The boy said he'd stolen it - so, Miers said, he tried to track down the owners. But he had the gun on him when he arrived the next day at his job in a detail shop, and told a friend, who told the boss, who asked for the gun.
"I gave it right over to him," Miers said. "It was a huge weight off my shoulders."
But a warrant was issued for his arrest, and before he knew it, Miers was standing before Ciavarella.
He'll never forget the shackles: They put a belt around his waist, and attached his wrists to it, while a chain draped down his legs, shackles binding his ankles.

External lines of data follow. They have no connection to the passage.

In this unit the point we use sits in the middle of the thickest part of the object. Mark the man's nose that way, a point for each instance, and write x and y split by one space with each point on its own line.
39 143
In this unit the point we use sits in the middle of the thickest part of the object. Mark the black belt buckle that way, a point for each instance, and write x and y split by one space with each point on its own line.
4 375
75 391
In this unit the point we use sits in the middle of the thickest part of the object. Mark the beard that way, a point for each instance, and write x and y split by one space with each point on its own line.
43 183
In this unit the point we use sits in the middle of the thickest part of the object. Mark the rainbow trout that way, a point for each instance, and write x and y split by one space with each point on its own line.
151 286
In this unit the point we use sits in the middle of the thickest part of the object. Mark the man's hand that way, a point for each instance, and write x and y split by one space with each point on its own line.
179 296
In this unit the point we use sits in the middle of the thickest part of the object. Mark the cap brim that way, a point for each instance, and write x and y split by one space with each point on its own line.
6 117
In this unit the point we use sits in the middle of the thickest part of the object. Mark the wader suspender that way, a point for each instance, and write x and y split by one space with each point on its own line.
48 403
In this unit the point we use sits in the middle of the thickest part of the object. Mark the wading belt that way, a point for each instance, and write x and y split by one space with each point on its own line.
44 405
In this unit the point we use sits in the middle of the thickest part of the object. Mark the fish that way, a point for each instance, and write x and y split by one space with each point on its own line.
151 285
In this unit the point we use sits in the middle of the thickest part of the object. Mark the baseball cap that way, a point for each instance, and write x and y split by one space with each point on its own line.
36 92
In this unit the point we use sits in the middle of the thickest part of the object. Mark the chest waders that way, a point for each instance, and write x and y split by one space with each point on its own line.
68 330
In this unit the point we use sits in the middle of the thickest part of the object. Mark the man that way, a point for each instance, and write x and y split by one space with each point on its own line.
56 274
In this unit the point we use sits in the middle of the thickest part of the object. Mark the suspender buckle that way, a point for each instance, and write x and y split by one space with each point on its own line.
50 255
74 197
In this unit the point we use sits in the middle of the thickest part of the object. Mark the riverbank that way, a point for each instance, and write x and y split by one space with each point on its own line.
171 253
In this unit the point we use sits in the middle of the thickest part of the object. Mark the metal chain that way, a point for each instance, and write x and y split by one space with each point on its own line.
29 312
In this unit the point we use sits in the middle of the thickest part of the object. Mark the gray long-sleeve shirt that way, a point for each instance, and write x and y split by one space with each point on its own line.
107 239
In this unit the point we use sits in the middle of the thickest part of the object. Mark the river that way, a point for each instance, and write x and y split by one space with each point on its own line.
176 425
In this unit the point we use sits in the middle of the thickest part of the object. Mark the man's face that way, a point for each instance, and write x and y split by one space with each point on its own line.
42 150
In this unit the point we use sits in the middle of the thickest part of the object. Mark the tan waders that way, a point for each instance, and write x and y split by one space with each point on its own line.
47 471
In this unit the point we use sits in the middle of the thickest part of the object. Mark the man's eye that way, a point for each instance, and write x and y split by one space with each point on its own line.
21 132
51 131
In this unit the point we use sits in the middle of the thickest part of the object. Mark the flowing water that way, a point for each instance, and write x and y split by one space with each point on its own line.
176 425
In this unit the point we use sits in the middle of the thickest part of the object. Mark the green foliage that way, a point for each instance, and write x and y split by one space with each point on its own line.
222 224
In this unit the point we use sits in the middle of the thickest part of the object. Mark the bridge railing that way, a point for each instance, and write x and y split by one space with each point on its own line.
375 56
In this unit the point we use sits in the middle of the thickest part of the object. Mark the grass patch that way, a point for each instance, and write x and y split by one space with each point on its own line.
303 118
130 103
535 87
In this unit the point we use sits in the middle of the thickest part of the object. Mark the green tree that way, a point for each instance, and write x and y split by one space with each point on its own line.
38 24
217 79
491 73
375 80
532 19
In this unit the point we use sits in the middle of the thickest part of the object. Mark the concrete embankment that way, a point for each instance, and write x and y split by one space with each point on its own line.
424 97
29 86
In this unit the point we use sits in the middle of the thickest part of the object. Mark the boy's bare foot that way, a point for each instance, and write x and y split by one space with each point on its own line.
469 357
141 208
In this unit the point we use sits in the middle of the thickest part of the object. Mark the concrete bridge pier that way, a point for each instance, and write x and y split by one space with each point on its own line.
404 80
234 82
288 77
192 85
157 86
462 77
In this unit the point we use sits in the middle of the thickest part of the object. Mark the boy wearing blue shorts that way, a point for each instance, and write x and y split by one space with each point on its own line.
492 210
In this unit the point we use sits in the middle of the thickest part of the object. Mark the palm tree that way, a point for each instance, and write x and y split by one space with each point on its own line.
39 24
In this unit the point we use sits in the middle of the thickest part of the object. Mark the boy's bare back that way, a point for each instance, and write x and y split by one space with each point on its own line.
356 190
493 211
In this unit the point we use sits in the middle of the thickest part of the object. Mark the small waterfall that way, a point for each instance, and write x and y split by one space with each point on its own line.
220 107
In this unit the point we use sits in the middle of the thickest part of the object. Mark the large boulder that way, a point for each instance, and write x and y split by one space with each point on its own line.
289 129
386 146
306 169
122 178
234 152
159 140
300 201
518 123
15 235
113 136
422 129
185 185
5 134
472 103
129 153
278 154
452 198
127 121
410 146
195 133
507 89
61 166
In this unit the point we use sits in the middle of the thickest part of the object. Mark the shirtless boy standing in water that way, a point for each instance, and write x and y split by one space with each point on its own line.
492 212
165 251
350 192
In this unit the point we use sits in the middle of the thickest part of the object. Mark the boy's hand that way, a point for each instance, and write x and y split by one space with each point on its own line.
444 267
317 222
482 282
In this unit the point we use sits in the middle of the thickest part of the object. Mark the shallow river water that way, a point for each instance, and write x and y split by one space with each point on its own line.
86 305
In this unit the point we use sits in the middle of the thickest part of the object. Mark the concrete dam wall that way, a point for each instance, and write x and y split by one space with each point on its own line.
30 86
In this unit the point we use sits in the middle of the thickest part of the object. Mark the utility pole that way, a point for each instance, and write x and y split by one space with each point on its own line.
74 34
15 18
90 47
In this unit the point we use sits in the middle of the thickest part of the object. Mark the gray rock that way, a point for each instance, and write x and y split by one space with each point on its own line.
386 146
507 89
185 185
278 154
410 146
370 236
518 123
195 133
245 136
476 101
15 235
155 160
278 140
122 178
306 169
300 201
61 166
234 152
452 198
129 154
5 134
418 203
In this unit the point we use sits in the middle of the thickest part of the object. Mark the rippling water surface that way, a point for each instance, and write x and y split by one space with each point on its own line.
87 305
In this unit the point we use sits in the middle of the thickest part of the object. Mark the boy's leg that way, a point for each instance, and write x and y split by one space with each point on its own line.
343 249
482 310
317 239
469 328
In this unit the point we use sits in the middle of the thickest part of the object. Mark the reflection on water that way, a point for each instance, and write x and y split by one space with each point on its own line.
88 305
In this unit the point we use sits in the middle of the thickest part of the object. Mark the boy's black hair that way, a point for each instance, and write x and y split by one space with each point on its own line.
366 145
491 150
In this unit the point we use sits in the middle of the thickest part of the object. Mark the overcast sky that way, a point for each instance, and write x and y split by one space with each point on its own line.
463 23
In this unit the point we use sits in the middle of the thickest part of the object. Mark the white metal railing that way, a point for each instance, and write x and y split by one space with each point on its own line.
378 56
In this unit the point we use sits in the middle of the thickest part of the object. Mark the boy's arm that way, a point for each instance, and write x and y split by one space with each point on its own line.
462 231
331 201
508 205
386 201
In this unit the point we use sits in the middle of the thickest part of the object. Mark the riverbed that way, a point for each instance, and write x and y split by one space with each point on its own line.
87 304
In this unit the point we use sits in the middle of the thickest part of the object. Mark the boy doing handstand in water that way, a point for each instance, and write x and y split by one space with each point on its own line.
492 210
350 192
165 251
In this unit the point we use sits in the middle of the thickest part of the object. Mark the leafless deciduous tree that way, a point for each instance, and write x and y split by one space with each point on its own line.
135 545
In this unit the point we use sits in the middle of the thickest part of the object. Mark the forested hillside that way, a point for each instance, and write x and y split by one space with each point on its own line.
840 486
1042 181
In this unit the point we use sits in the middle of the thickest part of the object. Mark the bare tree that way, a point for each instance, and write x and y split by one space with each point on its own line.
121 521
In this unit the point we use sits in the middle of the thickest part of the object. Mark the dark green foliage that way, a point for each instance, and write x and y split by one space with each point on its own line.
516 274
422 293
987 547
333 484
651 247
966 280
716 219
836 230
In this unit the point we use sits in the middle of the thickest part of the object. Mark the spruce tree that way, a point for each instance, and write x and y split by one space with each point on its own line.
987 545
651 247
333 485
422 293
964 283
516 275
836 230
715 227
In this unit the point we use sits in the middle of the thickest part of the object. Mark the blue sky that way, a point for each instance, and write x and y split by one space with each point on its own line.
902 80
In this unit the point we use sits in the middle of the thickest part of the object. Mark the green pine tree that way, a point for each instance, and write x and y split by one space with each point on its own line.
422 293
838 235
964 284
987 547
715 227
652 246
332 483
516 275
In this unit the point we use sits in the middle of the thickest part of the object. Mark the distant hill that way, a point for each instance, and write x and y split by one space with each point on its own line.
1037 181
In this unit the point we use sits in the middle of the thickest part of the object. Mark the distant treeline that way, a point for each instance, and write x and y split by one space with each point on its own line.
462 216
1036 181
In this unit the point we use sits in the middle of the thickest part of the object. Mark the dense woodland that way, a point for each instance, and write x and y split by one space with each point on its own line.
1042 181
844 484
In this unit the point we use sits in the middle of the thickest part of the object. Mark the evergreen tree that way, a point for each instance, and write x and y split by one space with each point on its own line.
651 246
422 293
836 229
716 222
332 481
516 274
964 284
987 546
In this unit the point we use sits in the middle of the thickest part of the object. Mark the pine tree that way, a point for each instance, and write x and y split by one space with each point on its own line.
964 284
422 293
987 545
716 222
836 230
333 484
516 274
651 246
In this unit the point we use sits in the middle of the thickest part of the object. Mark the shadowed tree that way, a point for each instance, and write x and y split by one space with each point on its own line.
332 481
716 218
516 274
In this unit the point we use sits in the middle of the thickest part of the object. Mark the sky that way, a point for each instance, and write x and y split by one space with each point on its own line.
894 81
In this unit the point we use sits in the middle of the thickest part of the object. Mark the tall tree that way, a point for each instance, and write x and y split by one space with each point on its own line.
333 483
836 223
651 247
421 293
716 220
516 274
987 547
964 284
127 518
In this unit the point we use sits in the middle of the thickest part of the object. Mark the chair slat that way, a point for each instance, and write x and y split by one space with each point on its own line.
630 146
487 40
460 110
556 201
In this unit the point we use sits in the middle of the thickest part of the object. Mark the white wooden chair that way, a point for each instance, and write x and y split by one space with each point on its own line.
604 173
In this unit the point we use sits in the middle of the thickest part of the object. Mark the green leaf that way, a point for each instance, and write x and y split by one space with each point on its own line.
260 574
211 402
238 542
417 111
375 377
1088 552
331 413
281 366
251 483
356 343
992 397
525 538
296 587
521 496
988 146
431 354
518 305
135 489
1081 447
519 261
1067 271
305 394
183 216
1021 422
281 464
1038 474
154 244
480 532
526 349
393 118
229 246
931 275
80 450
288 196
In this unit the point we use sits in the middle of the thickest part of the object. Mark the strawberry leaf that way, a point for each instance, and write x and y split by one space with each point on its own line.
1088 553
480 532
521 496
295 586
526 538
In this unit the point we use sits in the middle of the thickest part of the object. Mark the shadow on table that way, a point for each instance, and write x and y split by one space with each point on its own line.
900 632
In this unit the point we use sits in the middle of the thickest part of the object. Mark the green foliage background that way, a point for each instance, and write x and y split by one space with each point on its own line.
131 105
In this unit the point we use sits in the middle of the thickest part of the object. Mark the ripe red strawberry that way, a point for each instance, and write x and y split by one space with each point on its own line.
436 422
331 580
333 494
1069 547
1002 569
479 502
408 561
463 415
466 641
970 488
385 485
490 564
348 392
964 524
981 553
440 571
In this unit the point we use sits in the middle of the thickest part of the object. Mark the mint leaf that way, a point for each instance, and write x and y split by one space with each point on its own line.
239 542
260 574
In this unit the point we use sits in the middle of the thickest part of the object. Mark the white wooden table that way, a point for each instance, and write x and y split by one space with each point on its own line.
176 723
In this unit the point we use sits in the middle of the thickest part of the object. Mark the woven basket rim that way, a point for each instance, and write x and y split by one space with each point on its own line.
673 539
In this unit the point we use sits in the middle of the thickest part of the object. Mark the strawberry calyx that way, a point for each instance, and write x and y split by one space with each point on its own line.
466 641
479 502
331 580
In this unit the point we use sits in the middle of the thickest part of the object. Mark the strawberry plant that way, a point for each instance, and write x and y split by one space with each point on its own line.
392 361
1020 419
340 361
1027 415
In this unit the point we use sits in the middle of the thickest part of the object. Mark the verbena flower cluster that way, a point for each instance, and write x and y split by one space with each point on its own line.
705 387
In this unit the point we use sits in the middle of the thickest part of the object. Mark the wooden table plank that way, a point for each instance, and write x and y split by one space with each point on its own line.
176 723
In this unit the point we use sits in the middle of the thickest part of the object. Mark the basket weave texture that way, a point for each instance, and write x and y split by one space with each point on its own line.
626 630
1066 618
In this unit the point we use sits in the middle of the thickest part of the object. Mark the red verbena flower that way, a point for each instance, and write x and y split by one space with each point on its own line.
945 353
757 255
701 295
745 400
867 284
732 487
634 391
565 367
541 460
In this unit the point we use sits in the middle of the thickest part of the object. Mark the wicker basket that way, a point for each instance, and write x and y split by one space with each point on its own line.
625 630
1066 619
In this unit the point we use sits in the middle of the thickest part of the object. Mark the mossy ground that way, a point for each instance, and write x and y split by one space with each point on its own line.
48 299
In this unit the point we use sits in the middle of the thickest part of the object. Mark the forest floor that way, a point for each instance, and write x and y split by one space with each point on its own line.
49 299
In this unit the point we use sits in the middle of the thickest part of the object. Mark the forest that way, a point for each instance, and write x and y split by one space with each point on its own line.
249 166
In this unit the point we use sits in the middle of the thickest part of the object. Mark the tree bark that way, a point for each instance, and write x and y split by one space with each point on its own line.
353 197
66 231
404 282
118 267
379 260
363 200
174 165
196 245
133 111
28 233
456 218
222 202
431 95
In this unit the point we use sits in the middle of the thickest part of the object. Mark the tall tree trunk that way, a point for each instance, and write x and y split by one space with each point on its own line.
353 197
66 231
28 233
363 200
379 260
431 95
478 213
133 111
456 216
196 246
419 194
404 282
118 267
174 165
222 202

"Like an animal," he said.
But he was lucky. Miers spent one week at PA Child Care and another at Western PA Child Care, the two centers at the heart of the scandal. Many of his fellow defendants were sent away for months.
After filling out more than 100 job applications, Miers said, he has his strategy down: If there is a question about a felony conviction, he says he has to leave but will come back later.
He's getting nervous about supporting his 2-year-old daughter and her mother, Staci Becker. They've been sweethearts since seventh grade. They plan to marry.
"What am I going to do when I get cut off unemployment? A box of diapers costs $30," Miers said. "I get $140 a week to take care of my family."
The scandal's injuries don't end with the defendants. There are also the "original victims" - people who were victims of juvenile crimes in the cases now being expunged. Many who were owed restitution may not be compensated.
Last week, a state House subcommittee approved a bill that would provide restitution even after the juvenile cases are dismissed and the records expunged.
Meanwhile, the state has offered counseling and therapy to juvenile defendants caught up in the scandal. But the offer has drawn few takers. The toll-free hotline rarely rings.
Kathy Wallace, one of the therapists, no longer finds this surprising. She says Luzerne County families devised a nickname for the judge: "Abracadabra Ciavarella" - because he made children disappear.
"They don't trust the system," Wallace said. "I don't blame them, after all they've been through."